Bilan

La productivité reste une énigme

Malgré le rythme effréné des innovations ces dernières années, la productivité du travail augmente plus faiblement que prévu. Un ralentissement difficile à expliquer.
  • En Suisse, la croissance de la productivité ralentit depuis 2011.

    Crédits: Peter Klaunzer/Keystone

La productivité du travail est actuellement au cœur d’un énorme débat chez les économistes. Cet indicateur, qui se calcule en divisant le PIB réel par le nombre d’heures travaillées, a vu sa croissance ralentir ces dernières années. Son affaiblissement inquiète les experts, divisés sur l’explication à donner à ce phénomène. Car c’est, avec la démographie, le moteur central de la croissance économique à long terme et de l’amélioration du niveau de vie.

Les Etats-Unis, pourtant l’un des pays leaders en termes d’innovation et de progrès techniques, sont particulièrement touchés. Les dernières statistiques montrent que la productivité non agricole a baissé de 0,5% pour le deuxième trimestre 2016, ce qui représente le troisième trimestre de croissance négative, la période la plus longue depuis 1979.

Depuis 2010, la croissance annuelle de la productivité américaine est de 0,5%, alors qu’elle était proche de 3% durant la période 1995-2005. Une tendance guère réjouissante et qui touche la plupart des pays industrialisés.

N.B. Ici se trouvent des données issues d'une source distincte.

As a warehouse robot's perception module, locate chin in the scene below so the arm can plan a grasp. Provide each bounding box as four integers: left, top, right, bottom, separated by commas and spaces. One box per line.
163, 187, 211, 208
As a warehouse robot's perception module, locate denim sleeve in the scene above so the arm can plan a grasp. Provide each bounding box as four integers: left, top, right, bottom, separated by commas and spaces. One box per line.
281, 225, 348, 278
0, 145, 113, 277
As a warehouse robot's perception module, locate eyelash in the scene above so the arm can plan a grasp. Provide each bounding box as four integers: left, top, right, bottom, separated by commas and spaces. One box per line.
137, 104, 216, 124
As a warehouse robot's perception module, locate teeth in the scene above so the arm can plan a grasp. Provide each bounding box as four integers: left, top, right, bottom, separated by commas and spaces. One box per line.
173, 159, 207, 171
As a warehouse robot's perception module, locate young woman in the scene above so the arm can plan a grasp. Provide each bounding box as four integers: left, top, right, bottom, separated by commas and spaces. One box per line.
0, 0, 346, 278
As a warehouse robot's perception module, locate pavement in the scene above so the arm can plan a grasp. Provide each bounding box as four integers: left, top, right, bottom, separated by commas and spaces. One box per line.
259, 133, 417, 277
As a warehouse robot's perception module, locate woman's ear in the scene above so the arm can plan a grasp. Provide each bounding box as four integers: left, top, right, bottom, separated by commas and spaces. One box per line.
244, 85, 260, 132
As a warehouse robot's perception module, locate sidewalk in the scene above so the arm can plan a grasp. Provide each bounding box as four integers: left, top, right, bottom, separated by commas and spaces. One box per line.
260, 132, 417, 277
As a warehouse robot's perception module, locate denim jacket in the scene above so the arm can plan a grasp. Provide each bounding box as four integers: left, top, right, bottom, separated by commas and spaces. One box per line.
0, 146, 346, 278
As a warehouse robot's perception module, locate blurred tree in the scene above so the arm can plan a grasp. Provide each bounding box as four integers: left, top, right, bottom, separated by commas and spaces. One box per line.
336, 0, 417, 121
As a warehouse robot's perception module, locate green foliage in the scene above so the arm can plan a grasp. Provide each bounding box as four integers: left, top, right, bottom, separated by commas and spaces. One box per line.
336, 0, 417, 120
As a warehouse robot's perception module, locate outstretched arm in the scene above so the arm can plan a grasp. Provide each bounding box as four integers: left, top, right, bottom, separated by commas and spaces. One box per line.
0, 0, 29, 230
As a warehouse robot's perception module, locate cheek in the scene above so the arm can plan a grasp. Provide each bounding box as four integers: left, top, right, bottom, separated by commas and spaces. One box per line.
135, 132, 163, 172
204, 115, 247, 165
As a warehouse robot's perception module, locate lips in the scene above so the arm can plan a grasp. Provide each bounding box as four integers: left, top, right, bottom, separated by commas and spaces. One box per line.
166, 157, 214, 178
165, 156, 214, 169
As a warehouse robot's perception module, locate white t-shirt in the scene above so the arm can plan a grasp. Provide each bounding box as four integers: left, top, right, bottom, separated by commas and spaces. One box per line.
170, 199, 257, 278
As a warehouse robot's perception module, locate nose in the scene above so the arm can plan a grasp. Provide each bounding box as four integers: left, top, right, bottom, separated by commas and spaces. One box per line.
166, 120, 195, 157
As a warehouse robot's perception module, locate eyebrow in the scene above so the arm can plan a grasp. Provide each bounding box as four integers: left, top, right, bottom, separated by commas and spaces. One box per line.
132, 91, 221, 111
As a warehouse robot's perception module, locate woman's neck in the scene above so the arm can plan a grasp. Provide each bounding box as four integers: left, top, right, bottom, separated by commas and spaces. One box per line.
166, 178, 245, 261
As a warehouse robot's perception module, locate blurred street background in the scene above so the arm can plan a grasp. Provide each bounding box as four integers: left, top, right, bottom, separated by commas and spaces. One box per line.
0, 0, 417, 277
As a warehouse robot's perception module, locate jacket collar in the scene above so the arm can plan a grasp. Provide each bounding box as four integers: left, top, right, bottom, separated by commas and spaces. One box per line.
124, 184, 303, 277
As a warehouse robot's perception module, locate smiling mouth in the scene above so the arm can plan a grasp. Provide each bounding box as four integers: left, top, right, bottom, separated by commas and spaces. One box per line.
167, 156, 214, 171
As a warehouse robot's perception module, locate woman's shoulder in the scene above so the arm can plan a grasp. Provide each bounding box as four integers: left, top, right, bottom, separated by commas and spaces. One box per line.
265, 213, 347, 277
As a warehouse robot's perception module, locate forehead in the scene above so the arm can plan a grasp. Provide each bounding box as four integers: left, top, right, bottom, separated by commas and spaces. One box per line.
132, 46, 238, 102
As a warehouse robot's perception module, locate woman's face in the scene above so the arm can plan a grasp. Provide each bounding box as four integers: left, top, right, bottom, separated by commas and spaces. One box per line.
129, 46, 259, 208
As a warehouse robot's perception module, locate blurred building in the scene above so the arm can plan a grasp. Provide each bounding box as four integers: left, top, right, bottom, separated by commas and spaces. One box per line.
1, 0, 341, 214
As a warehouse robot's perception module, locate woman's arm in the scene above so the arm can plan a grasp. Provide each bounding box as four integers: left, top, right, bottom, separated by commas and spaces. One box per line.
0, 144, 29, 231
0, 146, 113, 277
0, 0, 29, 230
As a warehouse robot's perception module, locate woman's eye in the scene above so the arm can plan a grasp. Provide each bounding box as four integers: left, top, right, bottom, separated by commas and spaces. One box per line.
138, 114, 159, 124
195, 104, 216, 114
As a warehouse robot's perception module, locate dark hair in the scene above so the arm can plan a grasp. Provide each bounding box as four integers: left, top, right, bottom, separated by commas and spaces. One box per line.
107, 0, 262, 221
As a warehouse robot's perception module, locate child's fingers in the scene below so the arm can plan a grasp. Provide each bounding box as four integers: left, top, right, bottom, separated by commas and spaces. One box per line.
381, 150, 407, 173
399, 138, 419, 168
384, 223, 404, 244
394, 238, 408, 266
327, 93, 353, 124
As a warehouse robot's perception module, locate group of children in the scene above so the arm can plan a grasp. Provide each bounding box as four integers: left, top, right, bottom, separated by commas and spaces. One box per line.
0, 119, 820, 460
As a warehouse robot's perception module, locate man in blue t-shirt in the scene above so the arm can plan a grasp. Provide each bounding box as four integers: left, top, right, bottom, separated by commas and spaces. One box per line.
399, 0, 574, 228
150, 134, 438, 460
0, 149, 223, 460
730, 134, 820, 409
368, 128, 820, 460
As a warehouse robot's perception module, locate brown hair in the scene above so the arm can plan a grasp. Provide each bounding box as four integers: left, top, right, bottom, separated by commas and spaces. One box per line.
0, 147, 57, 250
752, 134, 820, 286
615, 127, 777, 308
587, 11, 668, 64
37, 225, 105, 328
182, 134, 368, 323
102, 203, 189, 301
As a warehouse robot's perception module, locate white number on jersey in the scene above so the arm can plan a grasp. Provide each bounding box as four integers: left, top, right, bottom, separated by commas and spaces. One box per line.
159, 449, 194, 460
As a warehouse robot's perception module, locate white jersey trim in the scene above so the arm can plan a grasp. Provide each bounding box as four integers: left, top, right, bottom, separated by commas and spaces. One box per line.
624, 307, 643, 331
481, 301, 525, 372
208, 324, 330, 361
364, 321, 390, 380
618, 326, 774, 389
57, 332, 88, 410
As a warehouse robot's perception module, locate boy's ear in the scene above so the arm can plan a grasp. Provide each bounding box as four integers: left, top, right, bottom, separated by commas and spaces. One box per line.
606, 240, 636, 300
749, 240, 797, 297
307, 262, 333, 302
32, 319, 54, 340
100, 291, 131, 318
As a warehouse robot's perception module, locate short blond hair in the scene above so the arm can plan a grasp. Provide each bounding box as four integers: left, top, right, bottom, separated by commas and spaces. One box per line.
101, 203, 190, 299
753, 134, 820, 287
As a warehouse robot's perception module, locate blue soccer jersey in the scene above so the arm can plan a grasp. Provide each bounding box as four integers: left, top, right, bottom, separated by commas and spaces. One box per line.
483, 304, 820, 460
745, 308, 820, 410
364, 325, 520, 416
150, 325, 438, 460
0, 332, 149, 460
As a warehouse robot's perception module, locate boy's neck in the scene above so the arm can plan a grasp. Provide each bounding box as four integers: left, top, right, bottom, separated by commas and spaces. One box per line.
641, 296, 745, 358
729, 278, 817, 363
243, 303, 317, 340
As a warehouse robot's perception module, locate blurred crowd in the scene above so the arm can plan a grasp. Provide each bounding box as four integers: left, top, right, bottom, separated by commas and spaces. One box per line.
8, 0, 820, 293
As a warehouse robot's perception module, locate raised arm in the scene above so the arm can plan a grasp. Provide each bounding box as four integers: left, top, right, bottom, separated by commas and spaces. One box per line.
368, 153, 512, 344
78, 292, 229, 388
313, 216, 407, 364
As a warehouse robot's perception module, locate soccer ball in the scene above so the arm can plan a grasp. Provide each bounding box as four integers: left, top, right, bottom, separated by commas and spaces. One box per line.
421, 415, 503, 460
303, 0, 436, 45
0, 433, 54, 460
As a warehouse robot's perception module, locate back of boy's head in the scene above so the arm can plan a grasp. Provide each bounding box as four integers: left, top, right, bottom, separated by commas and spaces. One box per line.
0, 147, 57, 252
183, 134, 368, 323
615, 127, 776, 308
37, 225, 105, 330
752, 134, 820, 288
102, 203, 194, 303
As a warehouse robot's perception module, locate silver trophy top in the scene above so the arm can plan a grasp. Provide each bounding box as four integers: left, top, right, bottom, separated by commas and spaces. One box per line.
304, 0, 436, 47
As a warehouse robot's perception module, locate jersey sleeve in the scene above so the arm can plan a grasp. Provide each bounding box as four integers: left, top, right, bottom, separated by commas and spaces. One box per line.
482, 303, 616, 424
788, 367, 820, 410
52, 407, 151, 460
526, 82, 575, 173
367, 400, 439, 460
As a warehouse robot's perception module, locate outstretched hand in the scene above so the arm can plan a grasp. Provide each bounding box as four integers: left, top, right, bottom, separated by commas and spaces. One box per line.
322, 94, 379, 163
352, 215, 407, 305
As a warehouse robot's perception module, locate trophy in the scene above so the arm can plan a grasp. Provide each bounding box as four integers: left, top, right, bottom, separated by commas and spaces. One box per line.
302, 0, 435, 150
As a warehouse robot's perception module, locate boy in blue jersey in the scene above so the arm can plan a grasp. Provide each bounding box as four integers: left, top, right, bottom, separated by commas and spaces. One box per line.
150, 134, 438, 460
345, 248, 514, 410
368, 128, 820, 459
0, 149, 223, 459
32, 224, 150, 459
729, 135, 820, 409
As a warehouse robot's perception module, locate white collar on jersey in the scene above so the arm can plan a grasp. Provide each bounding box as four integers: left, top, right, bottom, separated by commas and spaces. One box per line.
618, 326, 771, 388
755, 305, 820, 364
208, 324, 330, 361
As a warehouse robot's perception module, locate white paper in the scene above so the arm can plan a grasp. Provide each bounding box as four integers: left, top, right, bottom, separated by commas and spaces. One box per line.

La Suisse n’y échappe pas. Entre 1996 et 2014, dernière année pour laquelle les chiffres sont disponibles, la productivité du travail s’est améliorée de 1,2% en moyenne annuelle pour le secteur privé helvétique, avec un ralentissement depuis 2011. La croissance économique de ces dernières années a été accompagnée par une hausse du volume du travail due à une forte immigration et à une augmentation du taux d’activité.

La croissance de l’investissement en capital, comme dans d’autres pays développés, a été plutôt faible. Conscient de cette menace, le Conseil fédéral, dans un rapport publié en janvier 2015, place la hausse de la productivité du travail en tête de ses objectifs de croissance.

Toujours un temps de retard

Comment expliquer ce ralentissement? L’OCDE, l’Organisation de coopération et de développement économiques, s’est penchée sur ce phénomène dans deux rapports majeurs, «The Future of Productivity», sorti en juillet 2015, et «Compendium of Productivity Indicators 2016», publié en mai. L’organisme pointe, entre autres, la lenteur de la diffusion des innovations entre le moment de leur sortie et leur effet réel sur la productivité.

En effet, lors de la première révolution de l’internet, dans les années 1990, l’amélioration de la productivité, qui a commencé par le secteur de la haute technologie, n’a touché le reste de l’économie que plusieurs années plus tard. C’est la période nécessaire pour que les secteurs très éloignés de la haute technologie adoptent les nouveaux outils numériques. 

Des réformes pourraient améliorer cette diffusion, notamment en encourageant les entreprises à prendre des risques, en améliorant les compétences et en éliminant les mesures favorisant les entreprises peu novatrices. En juin, la patronne de la Réserve fédérale américaine, Janet Yellen, estimant que la croissance de la productivité devait être soutenue par l’Etat, suggérait des mesures d’incitation, telles que la promotion de l’investissement. Avec le ralentissement durable de la croissance de la productivité, l’OCDE craint qu’on assiste à un ralentissement structurel plutôt que cyclique. 

Des calculs remis en cause

Toutefois, des voix s’élèvent pour contester ce ralentissement de la croissance de la productivité, affirmant qu’il serait, en grande partie, illusoire. Selon certains experts, les gains de productivité de ces dernières années ne seraient pas pleinement reflétés dans les statistiques, si bien que la véritable croissance de la productivité n’a pas ralenti autant que ne le suggèrent les chiffres. Et donc, comme l’affirme, entre autres, le professeur de Harvard Martin Feldstein, le PIB serait ainsi mal calculé.

Cette sous-estimation s’expliquerait notamment par le fait que les chiffres ne parviennent pas à capturer la réelle valeur des innovations. Par exemple, des spécialistes comme Hal Varian, économiste en chef de Google, et le professeur britannique Charles Bean avancent que de nombreux services en ligne sont disponibles soit gratuitement (et ne sont donc pas reflétés dans le PIB), soit à des prix dérisoires, depuis dix ans, si bien que leur coût n’indiquerait pas pleinement l’utilité qu’en retirent les utilisateurs.